2）python读取pt模型并转为bin

1>逐层手写转换（占用内存少）

loadModelPt.py

import torch
import numpy as np
import struct

from model import precompute_freqs_cis

filepath = "model66.bin"
f = open(filepath, 'wb')

def serialize(t):
    # 将张量转换为浮点数数组，并写入文件
    d = t.detach().cpu().view(-1).numpy().astype(np.float32) # 多维转为1维
    b = struct.pack(f'{len(d)}f', *d) # 转为byte
   
    f.write(b) # 写入文件
    

# 指定模型文件路径
model_path = 'out/ckpt3.pt'

# 加载模型
model = torch.load(model_path)

print(model.keys())

print("model_args",model["model_args"])
print("----------")
print("config",model["config"])
print("----------")
print("optimizer.keys()",model["optimizer"].keys())
print("optimizer['state'].keys()",model["optimizer"]["state"].keys())
print("----------")
print("model['model'].keys()",model['model'].keys())

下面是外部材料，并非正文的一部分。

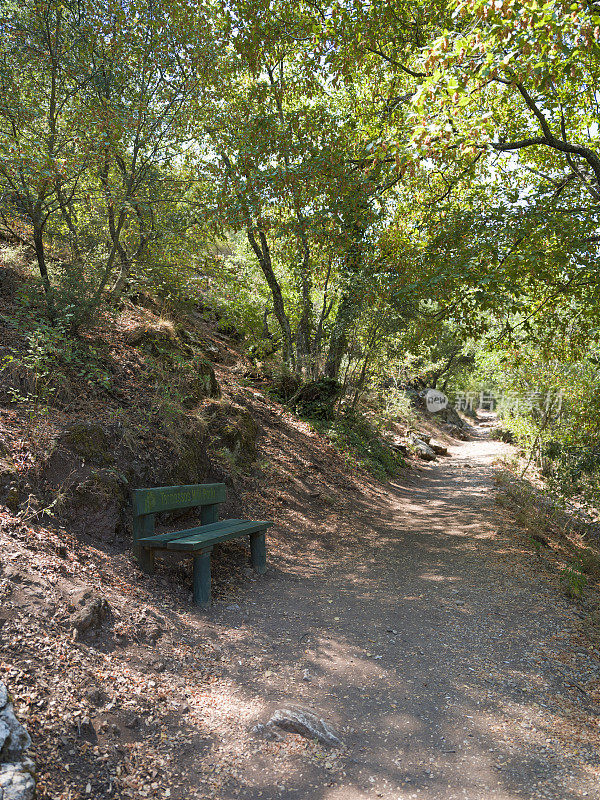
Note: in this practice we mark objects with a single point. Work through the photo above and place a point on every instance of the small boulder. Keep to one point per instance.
(200, 384)
(14, 739)
(17, 780)
(422, 449)
(438, 448)
(17, 771)
(88, 440)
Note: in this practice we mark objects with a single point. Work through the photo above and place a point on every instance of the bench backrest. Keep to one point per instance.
(170, 498)
(148, 502)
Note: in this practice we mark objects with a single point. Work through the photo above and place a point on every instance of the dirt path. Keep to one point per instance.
(447, 665)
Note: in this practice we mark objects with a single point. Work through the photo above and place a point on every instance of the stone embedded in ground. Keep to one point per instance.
(304, 723)
(438, 448)
(267, 732)
(17, 771)
(14, 739)
(422, 449)
(92, 615)
(17, 781)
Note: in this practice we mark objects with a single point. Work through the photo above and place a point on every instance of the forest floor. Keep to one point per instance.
(414, 616)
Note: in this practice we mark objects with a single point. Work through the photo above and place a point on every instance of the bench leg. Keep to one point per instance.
(145, 559)
(202, 578)
(258, 552)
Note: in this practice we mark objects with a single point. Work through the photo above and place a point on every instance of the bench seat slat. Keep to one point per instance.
(162, 539)
(200, 537)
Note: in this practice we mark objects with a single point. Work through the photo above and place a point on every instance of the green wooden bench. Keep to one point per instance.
(198, 542)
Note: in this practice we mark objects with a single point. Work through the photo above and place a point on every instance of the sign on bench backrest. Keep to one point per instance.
(169, 498)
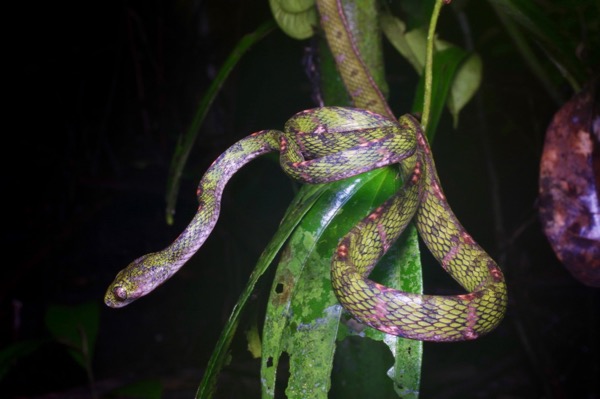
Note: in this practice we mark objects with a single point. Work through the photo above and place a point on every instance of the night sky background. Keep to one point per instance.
(102, 92)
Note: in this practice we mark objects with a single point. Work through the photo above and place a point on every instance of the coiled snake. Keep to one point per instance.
(331, 143)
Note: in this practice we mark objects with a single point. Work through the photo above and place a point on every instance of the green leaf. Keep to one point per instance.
(445, 66)
(303, 314)
(302, 203)
(77, 328)
(296, 19)
(412, 46)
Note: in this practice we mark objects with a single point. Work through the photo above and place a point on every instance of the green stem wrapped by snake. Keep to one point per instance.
(331, 143)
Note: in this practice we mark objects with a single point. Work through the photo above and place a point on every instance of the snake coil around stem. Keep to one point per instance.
(332, 143)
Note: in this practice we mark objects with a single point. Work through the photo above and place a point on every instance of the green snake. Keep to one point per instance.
(331, 143)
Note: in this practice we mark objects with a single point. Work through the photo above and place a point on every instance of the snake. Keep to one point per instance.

print(model['model']["tok_embeddings.weight"])

dim = model["model_args"]["dim"]
hidden_dim = model['model']['layers.0.feed_forward.w1.weight'].shape[0]
n_layers = model["model_args"]["n_layers"]
n_heads = model["model_args"]["n_heads"]
n_kv_heads = model["model_args"]["n_kv_heads"]
vocab_size = model["model_args"]["vocab_size"]
max_seq_len = model["model_args"]["max_seq_len"]

print("hidden_dim",hidden_dim)

header = struct.pack('iiiiiii', dim, hidden_dim, n_layers, n_heads, 
                               n_kv_heads, vocab_size, max_seq_len)

f.write(header)

serialize(model['model']["tok_embeddings.weight"])

print(model['model']["layers.0.attention.wq.weight"])

serialize(model['model']["layers.0.attention_norm.weight"])
serialize(model['model']["layers.1.attention_norm.weight"])
serialize(model['model']["layers.2.attention_norm.weight"])
serialize(model['model']["layers.3.attention_norm.weight"])
serialize(model['model']["layers.4.attention_norm.weight"])
serialize(model['model']["layers.5.attention_norm.weight"])

serialize(model['model']["layers.0.attention.wq.weight"])
serialize(model['model']["layers.1.attention.wq.weight"])
serialize(model['model']["layers.2.attention.wq.weight"])
serialize(model['model']["layers.3.attention.wq.weight"])
serialize(model['model']["layers.4.attention.wq.weight"])
serialize(model['model']["layers.5.attention.wq.weight"])

serialize(model['model']["layers.0.attention.wk.weight"])
serialize(model['model']["layers.1.attention.wk.weight"])
serialize(model['model']["layers.2.attention.wk.weight"])
serialize(model['model']["layers.3.attention.wk.weight"])
serialize(model['model']["layers.4.attention.wk.weight"])
serialize(model['model']["layers.5.attention.wk.weight"])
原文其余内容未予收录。